Individual genetic models produced 101 antimetabolites that may be effective in inhibiting tumor growth in hepatocellular cancer patients, according to new data.

Using the Task-Driven Integrative Network Inference for Tissues (tINIT), researchers in Sweden reconstructed personalized genome-scale metabolic models (GEMs) for six of 27 patients with hepatocellular cancer (HCC) to identify anticancer therapies using antimetabolites. Researchers initially examined protein expression patterns encoded by 15,841 genes in 27 patients with HCC. They found 4,936 proteins identifiable in six patients and healthy hepatocytes. The functionality and assessment of 83 healthy cell type-specific GEMs predicted antimetabolite toxicities, and the GEMs were reconstructed with the tINIT algorithm. Researchers then applied the tINITs to the Human Metabolic Reaction database to construct models based on data produced in the Human Protein Atlas.
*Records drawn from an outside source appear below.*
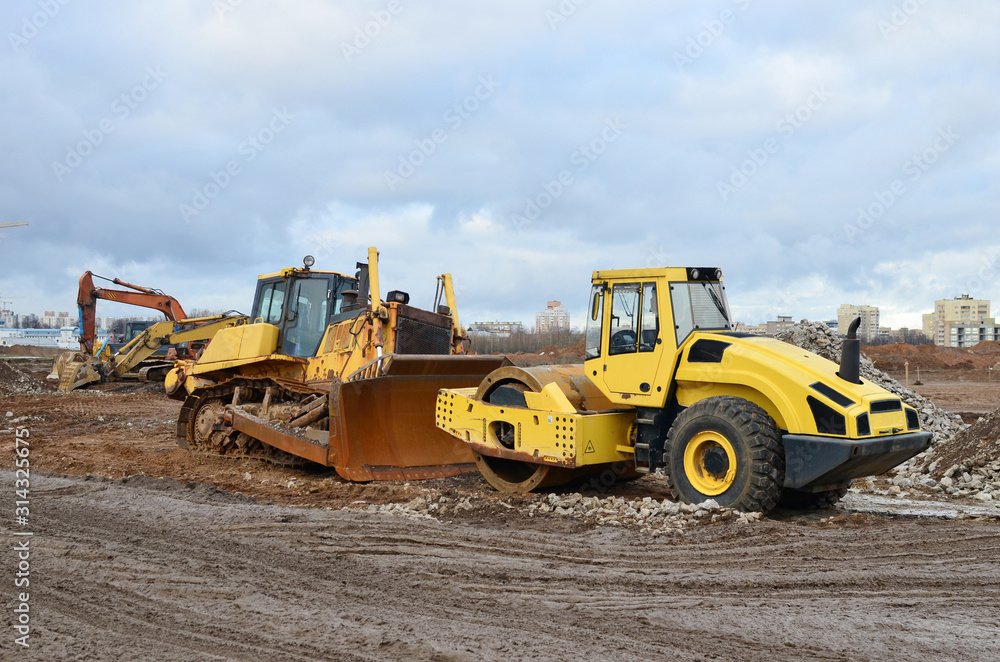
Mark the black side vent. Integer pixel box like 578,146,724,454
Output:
396,317,451,354
809,382,854,408
688,338,732,363
858,413,872,437
806,395,847,437
870,400,903,414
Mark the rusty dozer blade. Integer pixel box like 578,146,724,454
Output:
329,354,510,481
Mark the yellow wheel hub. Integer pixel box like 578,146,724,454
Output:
684,431,736,496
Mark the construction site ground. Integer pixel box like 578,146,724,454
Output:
0,352,1000,660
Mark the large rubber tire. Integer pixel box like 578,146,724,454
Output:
663,396,785,513
778,487,848,510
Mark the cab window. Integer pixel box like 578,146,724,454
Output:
608,283,642,356
639,283,660,352
253,280,285,325
584,283,604,360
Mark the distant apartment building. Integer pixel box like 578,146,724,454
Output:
837,303,879,343
535,301,569,333
39,310,76,329
469,322,524,338
765,315,795,336
733,322,767,336
923,294,1000,347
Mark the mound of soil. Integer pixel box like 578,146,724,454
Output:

Of the 101 antimetabolites found effective in preventing tumor growth in all patients, 46 were specific to individual patients. Twenty-two metabolites currently are used in various cancer treatments, according to the study.

Researchers wrote that personalized models ranged from 4,690 to 4,957 reactions and 1,715 genes to 2,025 genes. In all, 5,405 reactions and 2,361 genes were shared among all models, and 4,212 reactions and 1,324 genes were present in the six personalized HCC models. Differences in reactions varied between 356 and 610, whereas similarities between them ranged from 4,437 to 4,699. Larger model differences in the number of genes was observed (between 392 and 524), and a 16% to 22% difference was observed between the personalized models among 2,361 shared genes in all the models.

“With this approach, we can find and evaluate new potential drugs, some that could be used for general treatment of HCC, and others that are highly specific for each HCC patient,” Adil Mardinoglu, PhD,of the Systems Biology group at Chalmers University of Technology, said in a press release. “We can also predict false-positive drug targets that would not be effective in all patients. This would lead to more targeted and efficient cancer treatment.”

Disclosure: The researchers report no relevant financial disclosures.